Se sabe que Mirtha Legrand no tiene pelos en la lengua, salvo para responder qué edad tiene. Se sabe, también, que hay una manera de evadir ese gesto de coquetería basándose en una anécdota repetida mil veces por la conductora de los legendarios almuerzos de la televisión argentina, esos que atravesaron gobiernos de todo tipo y la transición tecnológica del blanco y negro al color, de los cuatro canales de aire porteños al amplio espectro del cable analógico primero y el digital después, de los pesados aparatos de tubo a los de Led.
La anécdota de Mirtha Legrand que revela su edad
Cuenta ella que, en 1941, cuando llegó en tranvía a un cine céntrico junto a su hermana Goldie para ver su primer protagónico en la pantalla grande y se fue en un Cadillac de lujo, tenía 14 años. Misterio resuelto: Mirtha –uno de los pocos nombres del mundo del espectáculo nacional que no necesita apellido para saber de quién se trata– nació en 1927. El cine es la llave para abrir el cofre de su “secreto”.
Las películas de La Chiqui
Aquella película se llamó Los martes, orquídeas, tuvo como director a Francisco Mugica, fue la segunda de 35 en las que participaría durante su carrera y sirvió para catapultar a esa jovencita rubia –que había debutado un año antes con un cameo junto a su hermana y apenas cuatro palabras en Educando a Niní, con Niní Marshall– a la elite de las comedias blancas de la época, cortesía de un contrato de cinco años con los estudios Lumiton.

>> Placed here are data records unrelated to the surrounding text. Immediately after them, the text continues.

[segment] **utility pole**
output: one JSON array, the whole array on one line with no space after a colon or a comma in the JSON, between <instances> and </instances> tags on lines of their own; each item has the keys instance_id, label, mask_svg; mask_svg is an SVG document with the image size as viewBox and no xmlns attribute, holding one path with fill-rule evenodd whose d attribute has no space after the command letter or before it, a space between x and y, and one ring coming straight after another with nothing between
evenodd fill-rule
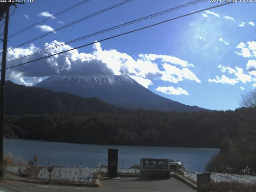
<instances>
[{"instance_id":1,"label":"utility pole","mask_svg":"<svg viewBox=\"0 0 256 192\"><path fill-rule=\"evenodd\" d=\"M3 178L3 157L4 156L4 89L5 88L5 69L6 62L8 25L9 24L8 8L5 12L4 33L3 41L3 54L2 58L1 85L0 85L0 179Z\"/></svg>"}]
</instances>

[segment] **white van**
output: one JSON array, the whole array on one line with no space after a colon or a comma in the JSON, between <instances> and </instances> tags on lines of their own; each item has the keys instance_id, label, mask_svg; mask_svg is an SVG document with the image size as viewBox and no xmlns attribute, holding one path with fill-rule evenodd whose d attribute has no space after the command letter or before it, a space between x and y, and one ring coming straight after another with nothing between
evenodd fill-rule
<instances>
[{"instance_id":1,"label":"white van","mask_svg":"<svg viewBox=\"0 0 256 192\"><path fill-rule=\"evenodd\" d=\"M171 170L182 170L181 163L180 163L180 162L170 162L170 167Z\"/></svg>"}]
</instances>

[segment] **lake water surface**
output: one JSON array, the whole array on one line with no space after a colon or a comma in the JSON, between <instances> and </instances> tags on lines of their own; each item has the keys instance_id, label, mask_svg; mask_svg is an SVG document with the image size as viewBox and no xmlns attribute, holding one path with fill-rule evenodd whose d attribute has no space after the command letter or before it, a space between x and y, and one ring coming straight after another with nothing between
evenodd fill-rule
<instances>
[{"instance_id":1,"label":"lake water surface","mask_svg":"<svg viewBox=\"0 0 256 192\"><path fill-rule=\"evenodd\" d=\"M94 167L106 165L108 149L118 150L118 166L128 168L140 163L140 158L178 159L186 170L203 172L211 158L219 149L161 146L127 146L77 144L33 140L5 139L5 152L11 152L28 161L37 156L37 164L42 166Z\"/></svg>"}]
</instances>

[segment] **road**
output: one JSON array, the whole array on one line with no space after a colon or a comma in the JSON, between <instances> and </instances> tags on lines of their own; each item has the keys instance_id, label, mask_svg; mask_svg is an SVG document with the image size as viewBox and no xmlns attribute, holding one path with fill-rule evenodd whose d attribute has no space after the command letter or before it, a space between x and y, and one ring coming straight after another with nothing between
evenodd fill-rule
<instances>
[{"instance_id":1,"label":"road","mask_svg":"<svg viewBox=\"0 0 256 192\"><path fill-rule=\"evenodd\" d=\"M122 178L120 180L101 181L103 187L70 187L41 185L20 182L10 182L0 184L0 192L194 192L190 188L174 179L168 180L142 180L137 178Z\"/></svg>"}]
</instances>

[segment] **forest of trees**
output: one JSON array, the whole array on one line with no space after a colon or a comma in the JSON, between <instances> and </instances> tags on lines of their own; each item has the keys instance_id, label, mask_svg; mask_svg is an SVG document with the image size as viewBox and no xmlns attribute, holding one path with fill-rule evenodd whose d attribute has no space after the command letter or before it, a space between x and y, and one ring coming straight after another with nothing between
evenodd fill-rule
<instances>
[{"instance_id":1,"label":"forest of trees","mask_svg":"<svg viewBox=\"0 0 256 192\"><path fill-rule=\"evenodd\" d=\"M253 106L234 111L189 113L125 110L97 98L7 83L5 122L24 130L16 133L20 138L220 148L207 170L256 173L256 107ZM244 96L242 101L246 104Z\"/></svg>"}]
</instances>

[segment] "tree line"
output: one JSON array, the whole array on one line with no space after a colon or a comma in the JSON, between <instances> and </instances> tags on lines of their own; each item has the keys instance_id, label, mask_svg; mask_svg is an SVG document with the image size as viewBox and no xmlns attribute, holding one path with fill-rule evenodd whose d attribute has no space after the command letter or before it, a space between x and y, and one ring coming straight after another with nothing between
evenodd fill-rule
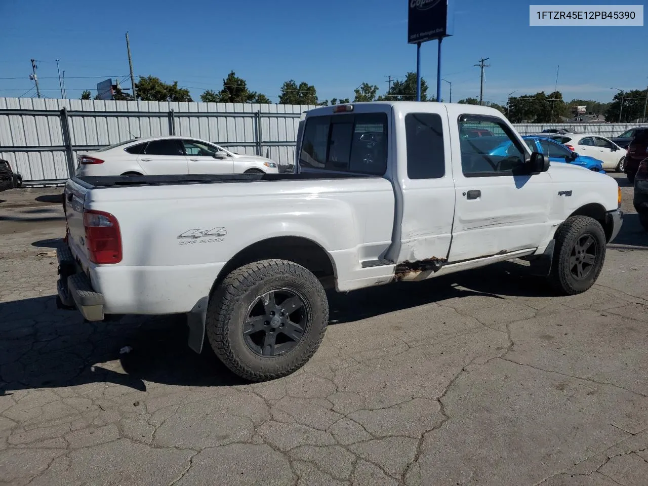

De una de las principales usinas del cine clásico argento salieron, entre otras, El viaje, Adolescencia y Mi novia es un fantasma (las dos primeras de 1942, la otra de 1944, todas bajo el mando de Mugica); Claro de Luna (1942, dirigida por Luis César Amadori y con el co-protagónico de Goldie); La pequeña señora de Pérez y La señora de Pérez se divorcia (de 1944 y 1945, respectivamente, las dos con Carlos Hugo Christensen en la silla plegable), y La casta Susana (1944).
“Haciendo pareja con actores como Juan Carlos Thorry o Ángel Magaña, filmó una serie de comedias que le dieron popularidad y numerosos premios. Se convirtió en el “ángel” del cine argentino por su belleza, por los papeles que interpretaba de joven simpática, buena y siempre sonriente y porque así se la calificaba en las tramas de muchas de sus películas”, describió Emeterio Diez Puertas en el trabajo académico “Un rostro para una idea: el idilio amoroso en las comedias blancas de Mirtha Legrand”.
Su relación con Daniel Tinayre
Pero su carrera pareció diluirse por los mandatos sociales de la época. Para 1945, las revistas especializadas coincidían en que "Mirtha Legrand se retiraba de las actividades artísticas" para dedicarse "exclusivamente al cuidado del hogar". ¿El motivo? Los deseos de su pretendiente, un militar cordobés llamado Julio Alvar Díaz, de quien se separó cuando se enamoró del director Daniel Tinayre.
Los 17 años de diferencia no fueron un problema, y no solo la relación sentimental se mantuvo hasta la muerte del destinatario de los “carajo, mierda” de la Señora, sino que junto a él inició una etapa en las que interpretó personajes alejados del arquetipo bondadoso y querible que la había vuelto famosa. A esa primera colaboración conjunta que fue el policial Pasaporte a Río (1948), en esa línea artística siguieron, entre otras, El pendiente (1951, León Klimovsky) y La de los ojos color del tiempo (1952, Luis César Amadori).
Con un paso laboral por España a fines de la década de 1940 y principios de la de 1950 gracias al éxito de sus películas en aquel país, Legrand volvió a ponerse al mando de su marido para el policial –aunque con toques de comedia– La vendedora de fantasías (1952), Tren internacional (1954), En la ardiente oscuridad (1959), la legendaria La patota (1960), Bajo un mismo rostro (1962) y La cigarra no es un bicho (1963).
La mesaza de los almuerzos
Tres años después de su último trabajo para la pantalla grande (Con gusto a rabia, de 1965 y con dirección de Fernando Ayala), recibió un llamado de Alejandro Romay, amo y señor de los destinos de Canal 9, con una propuesta llamativa: un programa que consistía en un almuerzo con ella encabezando la mesa y sus invitados compartiendo charlas mientras comían. Lo que sigue es una historia de casi medio siglo que se prolonga hasta hoy. Una historia que sigue escribiéndose.